Nothing compares to Kim Jong il's beauty, though...


----------



## Radical But Legal (Aug 11, 2013)

Too hot for TV.


----------



## SnowFlakesFire (Aug 23, 2012)

If he would not be so evil.... I could give my honest opinion only about looks.

Because of his evilness.. Ugliest ratt :mumThat sucker killed his ex gf, what a murder... :roll Think it is cool to kill your ex, eh?

Is that he same ratt or are there several same type of buttholes ?? /don't even bother to check...


----------



## M0rbid (Jan 11, 2011)

So hot he makes me wet.


----------



## SilentLyric (Aug 20, 2012)

I see you rigged the poll...

but yeah, he's a hunk.


----------



## ItsEasierToRun (Feb 2, 2013)

Depends whether it's summer of winter.. :troll


----------



## laura024 (Aug 11, 2006)

I'd hit that...


with a bus.


----------



## tbyrfan (Feb 24, 2011)

He looks like a baby.


----------



## millenniumman75 (Feb 4, 2005)

tbyrfan said:


> He looks like a baby.


Or a KidNPlay wannabe


----------



## Persephone The Dread (Aug 28, 2010)

I feel like this poll might be rigged.


----------



## komorikun (Jan 11, 2009)

His head is probably 1/3 of his body weight.


----------



## Monotony (Mar 11, 2012)

9.3472134/10


----------



## CWe (Mar 7, 2010)

Do you really think this man is hot? what coke bottles are you wearing


----------



## Zeppelin (Jan 23, 2012)

It seems 100% of SAS thinks Kim Jong Un is hot!
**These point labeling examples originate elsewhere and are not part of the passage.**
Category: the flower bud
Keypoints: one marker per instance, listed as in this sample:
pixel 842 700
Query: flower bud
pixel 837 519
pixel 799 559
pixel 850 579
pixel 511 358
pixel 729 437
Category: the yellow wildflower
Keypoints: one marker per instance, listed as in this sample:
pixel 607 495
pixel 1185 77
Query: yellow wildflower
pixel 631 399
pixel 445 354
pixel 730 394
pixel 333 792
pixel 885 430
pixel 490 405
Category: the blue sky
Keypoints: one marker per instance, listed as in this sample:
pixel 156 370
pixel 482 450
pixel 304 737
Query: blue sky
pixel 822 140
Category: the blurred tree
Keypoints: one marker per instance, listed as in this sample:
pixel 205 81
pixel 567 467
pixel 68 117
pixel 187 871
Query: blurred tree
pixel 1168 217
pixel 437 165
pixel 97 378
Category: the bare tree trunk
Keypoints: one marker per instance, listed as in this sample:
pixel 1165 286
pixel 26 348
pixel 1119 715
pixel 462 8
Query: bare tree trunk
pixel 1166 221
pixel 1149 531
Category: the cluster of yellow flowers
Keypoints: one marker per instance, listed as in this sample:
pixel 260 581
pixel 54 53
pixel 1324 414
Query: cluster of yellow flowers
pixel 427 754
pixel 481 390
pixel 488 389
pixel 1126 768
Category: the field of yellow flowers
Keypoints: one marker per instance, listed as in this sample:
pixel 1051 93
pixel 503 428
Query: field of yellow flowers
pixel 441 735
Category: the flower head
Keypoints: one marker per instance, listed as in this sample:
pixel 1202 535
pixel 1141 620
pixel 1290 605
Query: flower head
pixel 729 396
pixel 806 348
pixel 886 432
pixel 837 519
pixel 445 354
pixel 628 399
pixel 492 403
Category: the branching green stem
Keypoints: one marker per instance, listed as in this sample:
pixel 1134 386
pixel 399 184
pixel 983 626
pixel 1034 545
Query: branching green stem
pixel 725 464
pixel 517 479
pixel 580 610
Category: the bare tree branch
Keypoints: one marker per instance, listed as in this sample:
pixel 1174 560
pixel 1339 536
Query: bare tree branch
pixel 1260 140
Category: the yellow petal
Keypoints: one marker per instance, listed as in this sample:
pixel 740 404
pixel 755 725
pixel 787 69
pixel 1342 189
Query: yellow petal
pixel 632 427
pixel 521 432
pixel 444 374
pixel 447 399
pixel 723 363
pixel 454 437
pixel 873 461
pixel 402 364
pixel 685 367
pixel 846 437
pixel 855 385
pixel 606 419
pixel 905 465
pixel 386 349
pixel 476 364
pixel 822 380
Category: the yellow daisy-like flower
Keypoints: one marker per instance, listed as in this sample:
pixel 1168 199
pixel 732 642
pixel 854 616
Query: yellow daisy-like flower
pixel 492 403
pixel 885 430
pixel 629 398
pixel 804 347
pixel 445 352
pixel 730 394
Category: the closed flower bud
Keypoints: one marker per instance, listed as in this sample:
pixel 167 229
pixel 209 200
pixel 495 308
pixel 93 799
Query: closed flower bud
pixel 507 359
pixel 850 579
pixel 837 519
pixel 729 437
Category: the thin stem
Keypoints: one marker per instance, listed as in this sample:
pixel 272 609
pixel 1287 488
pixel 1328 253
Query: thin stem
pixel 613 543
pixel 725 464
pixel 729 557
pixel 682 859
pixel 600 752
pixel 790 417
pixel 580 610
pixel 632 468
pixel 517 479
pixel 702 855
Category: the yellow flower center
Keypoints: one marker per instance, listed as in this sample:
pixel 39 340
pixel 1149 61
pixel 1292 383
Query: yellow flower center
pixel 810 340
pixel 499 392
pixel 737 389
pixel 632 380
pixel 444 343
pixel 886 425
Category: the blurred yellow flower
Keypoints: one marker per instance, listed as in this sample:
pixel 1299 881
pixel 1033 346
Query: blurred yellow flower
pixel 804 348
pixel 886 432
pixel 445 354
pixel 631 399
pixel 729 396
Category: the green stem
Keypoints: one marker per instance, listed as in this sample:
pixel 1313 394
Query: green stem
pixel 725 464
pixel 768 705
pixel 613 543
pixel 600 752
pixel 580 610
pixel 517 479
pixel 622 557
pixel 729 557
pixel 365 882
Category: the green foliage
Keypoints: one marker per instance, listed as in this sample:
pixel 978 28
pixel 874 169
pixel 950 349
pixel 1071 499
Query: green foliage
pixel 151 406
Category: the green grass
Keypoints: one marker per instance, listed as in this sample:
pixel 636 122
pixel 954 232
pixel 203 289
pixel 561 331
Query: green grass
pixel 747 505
North Korea is right! He is the most sexy man alive!


----------



## Radical But Legal (Aug 11, 2013)

Zeppelin said:


> It seems 100% of SAS thinks Kim Jong Un is hot! North Korea is right! He is the most sexy man alive!


I think it's pretty safe to say that he's the sexiest man ever.


----------



## Beingofglass (May 5, 2013)

uke

If anyone is likely to start WW3, this guy is definately in the top 3.

He can nuke me anytime though, I would hardly give a crap.


----------